- Born: 1978 (age 47–48) Washington, DC
- Education: Harvard College, Columbia University
- Occupation: Architect
- Projects: House Opera : Opera House, Methexis: The Algorithmic Recitative

= V. Mitch McEwen =

American architect

V. Mitch McEwen (born 1978) is an American architect and urban planner, cultural activist, and assistant professor at the Princeton University School of Architecture. She is co-founder of Atelier Office, a design and cultural practice working within the fields of urbanism, technology, and the arts. McEwen is a co-founder and member of the Black Reconstruction Collective and a board member of the Van Alen Institute in New York. She was given the 2010 New York State Council on the Arts Independent Projects Award for Architecture, Planning and Design.

==Education and career==
McEwen earned her Master of Architecture degree at Columbia University in New York City and a B.A. in Social Studies from Harvard College in Cambridge, MA.

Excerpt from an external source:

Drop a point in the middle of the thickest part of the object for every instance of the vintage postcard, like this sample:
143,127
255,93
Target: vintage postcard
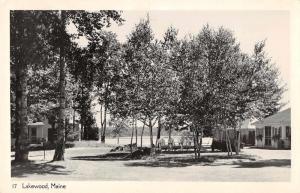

McEwen was an assistant professor at the University of Michigan's Taubman College of Architecture and Urban Planning from 2014 to 2017; in the fall of 2017, she joined Princeton as an assistant professor in architecture.

In 2014, McEwen received a Graham Foundation research grant for her project House Opera | Opera House, and she was awarded a second Graham Foundation grant in 2016 for Methexis: The Algorithmic Recitative, a collaboration with Farzin Lotfi-Jam which was exhibited at MOCAD in Detroit. McEwen received a 2015 award from the Knight Foundation for her continued work on community housing in Detroit.

In 2016, McEwen's A(n) Office was selected as one of twelve architecture practices included in the United States Pavilion for the 15th Venice Architecture Biennale.

She was named curator of the New Museum's IDEAS city initiative in 2018.

In February 2021, her work was included in the MoMA exhibition Reconstructions: Architecture and Blackness in America, the museum's first architecture exhibition highlighting the synthesis between architecture and African-American cultures and communities. In a New York Times interview with this "new collective of Black architects and artists", fellow exhibition artist Emanuel Admassu said the group is working to "reclaim the larger, civic promise of architecture". McEwen was also interviewed by architectural magazine Dezeen for an article titled Twenty-two women architects and designers you should know.